So, new bottom bracket (they’re all integrated units now apparently, so much of the YouTube material I viewed is outdated) and new brake pads. They were desperately needed, it had become impossible to stop a gentle glide with one brake while holding a camera (back lane filming shenanigans).

Perfect timing - I picked up my bike the day after arriving home from Lord Howe Island. I rode away, ‘squeak, squeak, squeak, squeak’. I rode straight back, ‘squeak, squeak, squeak, squeak’. It turns out the pedals (along with the bottom bracket) were the cause of me sounding impossibly comically squeaky – the threads were worn, ‘Something, something should-have-told-you.’


My usual strategy – something basic, certainly nothin’ fancy. So, they peddle me some pedals*** All up, I spent almost as much as if I had bought an Aldi hybrid push-someone-over-to-procure pushie. Nah, I don’t want martial arts training for shopping trips.

I am very happy to have rejuvenated my own trusty treadly, with its cut-down milk crate (readily available) and its Dutch O-lock (you can’t buy them at Aldi… for now!) I’m pleased, too, that my local bike shop did not turn up its nose at my simple steed and try to up-sell me.

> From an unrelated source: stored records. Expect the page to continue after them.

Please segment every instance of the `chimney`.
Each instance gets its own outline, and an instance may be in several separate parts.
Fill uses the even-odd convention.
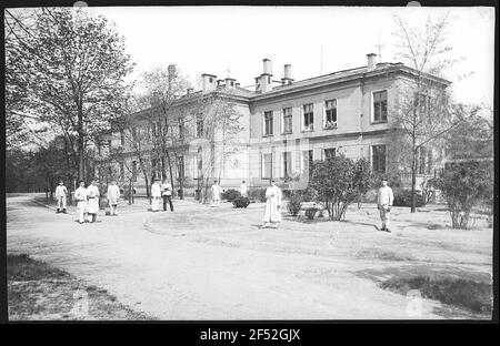
[[[210,91],[216,90],[217,75],[203,73],[203,74],[201,74],[201,78],[203,80],[203,92],[210,92]]]
[[[374,61],[374,58],[377,57],[377,54],[376,53],[369,53],[369,54],[367,54],[367,58],[368,58],[368,65],[367,65],[367,69],[368,70],[373,70],[374,68],[376,68],[376,61]]]
[[[256,78],[256,92],[268,92],[272,89],[271,60],[262,59],[263,73]]]
[[[262,61],[263,61],[263,72],[262,72],[262,74],[272,75],[271,60],[266,58],[266,59],[262,59]]]
[[[236,82],[236,79],[233,79],[233,78],[227,78],[226,79],[226,89],[232,89],[232,88],[234,88],[234,82]]]
[[[281,79],[281,83],[283,85],[289,85],[293,82],[291,78],[291,64],[287,63],[283,68],[283,78]]]

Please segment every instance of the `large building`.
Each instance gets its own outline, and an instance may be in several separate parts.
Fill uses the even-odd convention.
[[[367,55],[364,67],[301,81],[292,79],[289,64],[283,67],[282,75],[277,80],[271,61],[263,59],[262,73],[256,78],[253,90],[241,88],[231,78],[218,80],[214,74],[202,74],[201,90],[188,89],[167,111],[163,108],[170,119],[183,119],[182,123],[176,123],[178,135],[182,131],[187,133],[182,143],[172,140],[168,144],[176,156],[168,157],[170,162],[174,161],[172,176],[176,181],[182,180],[186,194],[193,194],[203,183],[211,184],[214,179],[220,180],[224,189],[239,186],[243,180],[251,187],[264,186],[271,177],[287,182],[290,176],[299,176],[307,181],[312,161],[339,153],[352,159],[368,159],[374,172],[398,169],[389,160],[394,131],[391,110],[400,103],[407,82],[416,78],[416,70],[402,63],[377,63],[372,53]],[[429,74],[426,79],[440,90],[450,84]],[[202,102],[209,99],[218,101]],[[230,104],[231,112],[238,114],[230,120],[238,122],[230,124],[238,128],[230,136],[223,134],[226,125],[217,123],[221,113],[228,113],[221,102]],[[143,129],[160,138],[157,129],[157,119],[161,121],[161,116],[157,116],[159,112],[161,105],[130,114],[129,119],[136,124],[131,131]],[[210,121],[214,123],[210,124]],[[207,136],[208,128],[213,129],[212,136]],[[123,131],[127,130],[114,131],[106,139],[111,147],[122,149],[123,160],[118,164],[118,173],[111,167],[107,172],[119,175],[124,184],[134,181],[134,189],[141,194],[147,185],[141,169],[147,171],[150,184],[151,177],[169,176],[166,169],[159,169],[160,162],[164,163],[167,159],[158,157],[157,152],[143,146],[139,160]],[[424,154],[419,163],[419,179],[432,174],[437,162],[436,156]],[[124,176],[127,167],[133,173],[132,179]]]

Meanwhile, during yesterday’s cycle to a CBD venue-hire piano tuning, I noticed new painted signs on the shared loopy bit that leads from Pyrmont Bridge to the bottom of King Street. Honestly, ‘Advisory speed limit’? So I’ll just keep doing what I already do – dodge pedestrians at a moderate pace. Right you are, then. The last time I read such fluffy superfluous fine-print was below the line in the NSW Senate Paper – 110 candidates in all the loopy and not-quite-so-loopy parties, and don’t forget the ‘ungrouped’ group.


* With the exception of travelling to places like Hornsby – which are always seemingly just further up the highway than they were last time.
   
** Or should I say: 'unusual specificity' - quasi-Ruddster-style.

*** These words are constantly confused, it seems. Pedal. Peddle. Since they come up so much in both bicycle AND piano online reading, I get a double dose of irritation.